It appeared to be a closed book issue for private placement market investors last week as many turned away from a $60 million credit-tenant lease transaction being prepped by Borders Books.
"It's specialty retail - that's a dirty word around here," said one investor, explaining why he passed on the deal. "It's a tough business. Where are you going to buy your books ten years from now?"
Another buyside source who also viewed the deal as a no-go added: "First of all, we're not too thrilled about the retail industry in general, especially something like bookstores; who knows if there will be a need for them in the future?"
The deal, which is being led by McDonald Investments Inc., is expected to hit the market next week with a proposed 20-year final maturity and a 15-year average life. Price talk is supposed to be in the area of 100 basis points over Treasurys, sources say.
"It's a business financing," one investor said. "You know, 13 bookstores and distribution centers for 20 years?
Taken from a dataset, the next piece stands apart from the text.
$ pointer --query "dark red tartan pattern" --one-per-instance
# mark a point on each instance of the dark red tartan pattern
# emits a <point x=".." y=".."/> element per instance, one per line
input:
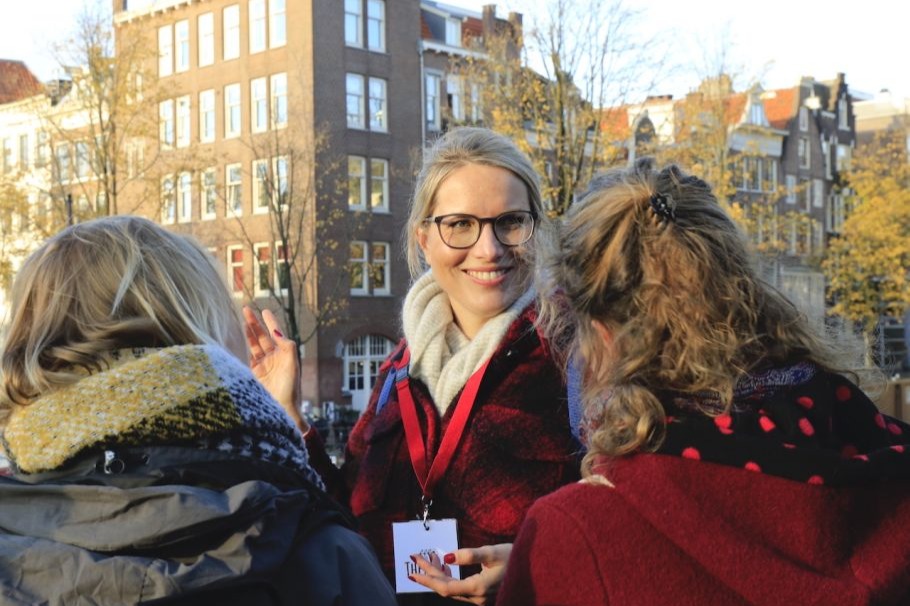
<point x="517" y="447"/>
That's not a proposition that interests me."
A company spokesman for McDonald Investments expressed that the deal is doing quite well in the market, despite the sentiment that some investors feel.
"We already have circles in the transaction at price talk and management is on its way to do lender calls this week," he said. "So to make any negative connotations on the transaction would be totally false."
Although the transaction has yet to be looked at by any of the ratings agencies, Borders currently has an existing NAIC-1 rating.
Considered to be the number two bookstore operator in the United States, Borders Books, owned by Borders Group Inc., has stores in all 50 states and in the United Kingdom, Australia, and Singapore. Its nearly 1,200 retail stores include more than 300 Borders superstores, about 900 mall-based Waldenbooks stores, and the U.K.-based Books etc. chain.